This fitness blogger awesomely pointed out the problem with how we view losing weight
Listen up, because this one’s important. Fitness blogger Chinae Alexander just shared some cold, hard truth: Losing weight hurt her confidence. In fact, her whole fitness journey is sort of to blame. The difficulty with #fitspo and smoothie bowl porn is that it ignores a fundamental truth: That whole correlation between weight and healthy habits is kind of BS. It’s all well and good to track your progress – who doesn’t love hitting a goal? – but it’s dangerous when we focus on the numbers. In fact, research shows an inverse relationship between self-esteem and how often you weigh yourself.
Alexander says that before losing weight, her confidence came from within – but once she started her fitness journey, it was fueled by the positive feedback she got from others.
In an Instagram post from earlier this week, Alexander writes:
"The difference between this photos isn't my level of happiness or contentment with myself. Or what measure of beauty I relate/d to (FYI I thought I was hot shit on the left)💁🏼. It's not my confidence. Or the affection I feel for myself. ✨The ONLY thing different is a number of inches, some discipline, and time. ✨If you don't believe you are worthy of love at 225 lbs, you won't grasp it 70lbs later. It won't matter if you see your ideal body in the mirror, your confidence doesn't come from smaller sized yoga pants...it has to be soul-deep. And it has to be foundational to be transformational. 👋🏼 You don't need to have rock solid abs, or free-flowing air between your thighs, or a marathon under your belt to find your value. It exists within you ALREADY, my dear. Dig deep and find it. 👌🏼"
Alexander makes SUCH an important point here. If you’re starting a fitness journey, you need to do it for the right reasons. If you don’t already love yourself, weight loss isn’t going to change that. There are so many benefits to exercise and eating well: better sleep patterns, more energy, glowing skin, stronger joints. Weight loss is just a side effect – it doesn’t happen for everyone, so you’d better be ready to get the most out of your healthy lifestyle either way.

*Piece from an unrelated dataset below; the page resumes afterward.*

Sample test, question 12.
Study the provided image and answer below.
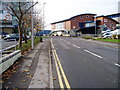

If you’re working out and you’re not happy, take a leaf out of Alexander’s book. She writes: “I stopped obsessing over the number stitched on the tag of my pants. Or how I compared with everyone else, both on social media and in life. I put away the food scale. I let myself have that extra glass of wine. I spent more of my time helping others and less time thinking of myself. ”
Now that sounds like a pretty great philosophy to us.